Of course, we've already tried this theory several times in the past decade (Bush tax cuts for the rich, local government austerity and layoffs after stimulus spending ran out, etc), and the result was always the same: massive cuts in government revenue and spending slowed economic growth and worsened unemployment, and the private sector did not step in to fill those gaps. Most of the savings from tax cuts and loopholes were kept by corporations as profits, or paid as dividends and salaries to executives and large shareholders, who don't tend to spend their money in ways that stimulate the economy and create jobs. (Little known fact: Food stamps, the Earned Income Tax Credit, payroll tax holidays, and other social programs that encourage poor and working-class people to spend money on basic necessities are WAY more economically stimulating, and thus WAY more job-creating, than tax cuts that disproportionately target corporations and the wealthy. And targeting essential services like education for the most massive cuts in already lean times is a particularly harsh and silly way to 'cut our way to prosperity').
But The Wall Street Journal opinion page does not live in a fact-based universe.

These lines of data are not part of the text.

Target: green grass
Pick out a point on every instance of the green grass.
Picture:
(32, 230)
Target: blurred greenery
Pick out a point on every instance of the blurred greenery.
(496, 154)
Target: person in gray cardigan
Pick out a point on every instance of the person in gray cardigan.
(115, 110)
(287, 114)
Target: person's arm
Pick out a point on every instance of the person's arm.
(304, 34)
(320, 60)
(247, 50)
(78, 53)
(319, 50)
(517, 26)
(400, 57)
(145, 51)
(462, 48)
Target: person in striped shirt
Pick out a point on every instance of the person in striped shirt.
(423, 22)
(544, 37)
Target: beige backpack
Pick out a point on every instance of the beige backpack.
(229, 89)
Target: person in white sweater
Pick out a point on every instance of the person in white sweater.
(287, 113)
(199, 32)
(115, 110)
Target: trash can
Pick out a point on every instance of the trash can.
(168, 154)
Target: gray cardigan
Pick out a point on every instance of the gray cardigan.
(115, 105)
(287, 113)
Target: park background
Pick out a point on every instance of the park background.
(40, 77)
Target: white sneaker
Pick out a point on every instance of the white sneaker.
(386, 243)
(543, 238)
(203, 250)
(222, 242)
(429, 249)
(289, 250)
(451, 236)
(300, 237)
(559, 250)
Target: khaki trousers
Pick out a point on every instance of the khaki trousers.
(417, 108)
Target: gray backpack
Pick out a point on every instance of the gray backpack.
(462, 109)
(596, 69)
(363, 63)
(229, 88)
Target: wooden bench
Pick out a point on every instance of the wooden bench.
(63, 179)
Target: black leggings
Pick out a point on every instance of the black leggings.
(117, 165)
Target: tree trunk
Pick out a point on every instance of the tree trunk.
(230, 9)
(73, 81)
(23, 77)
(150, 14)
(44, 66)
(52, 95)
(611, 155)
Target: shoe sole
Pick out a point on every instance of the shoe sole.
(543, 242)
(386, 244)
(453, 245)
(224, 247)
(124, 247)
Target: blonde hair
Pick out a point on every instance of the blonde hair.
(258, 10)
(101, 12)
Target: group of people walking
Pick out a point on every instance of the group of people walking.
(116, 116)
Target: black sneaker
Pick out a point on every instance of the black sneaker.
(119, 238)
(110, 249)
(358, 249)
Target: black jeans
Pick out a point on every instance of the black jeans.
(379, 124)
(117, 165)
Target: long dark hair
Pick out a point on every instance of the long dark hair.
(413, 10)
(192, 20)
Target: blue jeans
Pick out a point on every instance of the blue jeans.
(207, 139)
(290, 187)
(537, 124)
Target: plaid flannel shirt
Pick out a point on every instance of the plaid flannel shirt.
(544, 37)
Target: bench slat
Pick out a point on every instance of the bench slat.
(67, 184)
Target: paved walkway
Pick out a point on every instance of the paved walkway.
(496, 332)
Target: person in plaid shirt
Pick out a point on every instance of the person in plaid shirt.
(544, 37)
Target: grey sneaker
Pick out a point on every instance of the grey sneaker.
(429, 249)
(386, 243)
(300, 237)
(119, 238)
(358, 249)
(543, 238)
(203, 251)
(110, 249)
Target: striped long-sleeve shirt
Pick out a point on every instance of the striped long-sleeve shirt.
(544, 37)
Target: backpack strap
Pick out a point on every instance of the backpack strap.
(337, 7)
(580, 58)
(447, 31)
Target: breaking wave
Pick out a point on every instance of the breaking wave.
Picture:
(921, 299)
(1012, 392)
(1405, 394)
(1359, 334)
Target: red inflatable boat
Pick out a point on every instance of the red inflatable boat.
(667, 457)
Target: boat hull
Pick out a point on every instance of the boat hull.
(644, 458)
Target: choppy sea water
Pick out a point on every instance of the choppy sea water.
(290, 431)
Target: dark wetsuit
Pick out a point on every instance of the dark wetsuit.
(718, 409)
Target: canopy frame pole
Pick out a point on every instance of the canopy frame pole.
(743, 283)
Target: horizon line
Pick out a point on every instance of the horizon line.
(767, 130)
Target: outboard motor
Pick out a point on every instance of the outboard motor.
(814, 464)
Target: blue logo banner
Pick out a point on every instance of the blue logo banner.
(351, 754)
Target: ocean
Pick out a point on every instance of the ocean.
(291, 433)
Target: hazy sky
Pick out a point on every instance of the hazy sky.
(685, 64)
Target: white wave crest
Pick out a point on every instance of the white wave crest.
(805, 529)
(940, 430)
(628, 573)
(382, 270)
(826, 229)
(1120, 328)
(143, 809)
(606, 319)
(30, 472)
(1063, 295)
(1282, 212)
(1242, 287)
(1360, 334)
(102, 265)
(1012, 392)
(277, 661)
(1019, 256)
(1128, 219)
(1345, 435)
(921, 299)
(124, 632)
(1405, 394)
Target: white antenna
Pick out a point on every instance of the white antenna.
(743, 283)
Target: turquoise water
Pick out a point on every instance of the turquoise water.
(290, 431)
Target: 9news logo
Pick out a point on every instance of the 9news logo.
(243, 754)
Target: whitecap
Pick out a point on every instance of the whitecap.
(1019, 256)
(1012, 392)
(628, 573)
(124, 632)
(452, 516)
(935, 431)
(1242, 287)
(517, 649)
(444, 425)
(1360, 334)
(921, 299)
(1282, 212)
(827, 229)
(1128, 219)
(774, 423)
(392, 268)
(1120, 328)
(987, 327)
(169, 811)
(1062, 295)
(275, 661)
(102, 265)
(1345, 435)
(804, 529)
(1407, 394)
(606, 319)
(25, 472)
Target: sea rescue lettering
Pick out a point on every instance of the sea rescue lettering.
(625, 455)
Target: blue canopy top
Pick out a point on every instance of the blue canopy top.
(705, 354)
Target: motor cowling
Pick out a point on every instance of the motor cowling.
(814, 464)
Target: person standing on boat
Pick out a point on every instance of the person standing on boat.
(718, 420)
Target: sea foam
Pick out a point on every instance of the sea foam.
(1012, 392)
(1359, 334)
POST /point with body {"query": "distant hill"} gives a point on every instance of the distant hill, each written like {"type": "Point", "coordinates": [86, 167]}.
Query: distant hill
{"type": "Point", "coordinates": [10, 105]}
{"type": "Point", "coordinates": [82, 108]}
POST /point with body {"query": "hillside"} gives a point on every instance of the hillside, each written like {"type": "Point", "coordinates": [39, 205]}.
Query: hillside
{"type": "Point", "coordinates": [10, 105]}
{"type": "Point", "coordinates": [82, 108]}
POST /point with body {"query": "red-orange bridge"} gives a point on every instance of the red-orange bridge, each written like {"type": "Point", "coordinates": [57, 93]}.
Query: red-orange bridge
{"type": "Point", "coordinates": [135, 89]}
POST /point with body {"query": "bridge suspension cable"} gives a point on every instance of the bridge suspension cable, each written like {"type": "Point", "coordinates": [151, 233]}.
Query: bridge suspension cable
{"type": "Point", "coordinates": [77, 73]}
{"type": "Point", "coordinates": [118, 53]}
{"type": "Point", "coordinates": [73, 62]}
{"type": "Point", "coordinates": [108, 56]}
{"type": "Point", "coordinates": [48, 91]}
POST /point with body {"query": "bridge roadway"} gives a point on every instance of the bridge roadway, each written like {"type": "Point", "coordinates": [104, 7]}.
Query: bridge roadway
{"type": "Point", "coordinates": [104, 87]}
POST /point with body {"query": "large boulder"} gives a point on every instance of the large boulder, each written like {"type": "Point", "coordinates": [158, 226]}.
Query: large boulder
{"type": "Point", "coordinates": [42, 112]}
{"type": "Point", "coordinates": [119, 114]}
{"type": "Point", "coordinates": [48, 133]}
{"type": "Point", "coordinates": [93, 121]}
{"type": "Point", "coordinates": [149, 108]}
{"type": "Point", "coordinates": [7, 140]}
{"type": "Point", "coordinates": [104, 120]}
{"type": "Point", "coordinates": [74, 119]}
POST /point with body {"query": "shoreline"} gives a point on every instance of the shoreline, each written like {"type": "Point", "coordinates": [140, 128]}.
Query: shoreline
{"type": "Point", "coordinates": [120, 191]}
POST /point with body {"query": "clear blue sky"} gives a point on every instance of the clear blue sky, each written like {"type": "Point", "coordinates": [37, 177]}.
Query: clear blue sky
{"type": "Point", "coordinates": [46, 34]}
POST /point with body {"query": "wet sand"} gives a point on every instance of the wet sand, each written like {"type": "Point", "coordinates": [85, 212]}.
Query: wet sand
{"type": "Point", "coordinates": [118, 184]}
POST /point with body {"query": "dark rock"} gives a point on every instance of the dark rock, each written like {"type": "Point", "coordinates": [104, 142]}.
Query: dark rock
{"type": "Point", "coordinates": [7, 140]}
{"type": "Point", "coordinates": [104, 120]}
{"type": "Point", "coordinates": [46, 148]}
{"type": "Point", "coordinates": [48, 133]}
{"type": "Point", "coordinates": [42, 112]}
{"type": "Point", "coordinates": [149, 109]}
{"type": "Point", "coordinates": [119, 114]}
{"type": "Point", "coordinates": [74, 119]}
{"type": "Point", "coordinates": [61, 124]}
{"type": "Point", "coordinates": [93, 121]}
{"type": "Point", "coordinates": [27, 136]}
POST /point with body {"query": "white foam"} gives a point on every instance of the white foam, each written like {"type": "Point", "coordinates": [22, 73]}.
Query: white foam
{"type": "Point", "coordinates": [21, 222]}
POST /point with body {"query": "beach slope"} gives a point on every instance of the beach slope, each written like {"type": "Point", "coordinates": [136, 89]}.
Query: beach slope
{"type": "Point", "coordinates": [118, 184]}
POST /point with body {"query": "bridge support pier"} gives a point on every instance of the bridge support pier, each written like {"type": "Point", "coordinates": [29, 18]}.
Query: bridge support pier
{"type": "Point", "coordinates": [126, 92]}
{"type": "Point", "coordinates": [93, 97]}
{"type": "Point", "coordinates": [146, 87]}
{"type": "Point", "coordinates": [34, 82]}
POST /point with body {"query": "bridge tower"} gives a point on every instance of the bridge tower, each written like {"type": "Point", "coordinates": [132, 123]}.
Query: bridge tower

* (An aside: Coulson suggests that private schools will pick up the slack. Somehow we'll magically come up with the money to send lots of kids there, which in practical terms probably means, despite his framework, not cutting taxes or spending at all, but rather taking the $210 billion from public schools and handing it to private and religious schools in the form of vouchers, which will in all likelihood educate fewer students with those same dollars, and certainly not reach out to help those, like the severely disabled, who are the most costly to educate).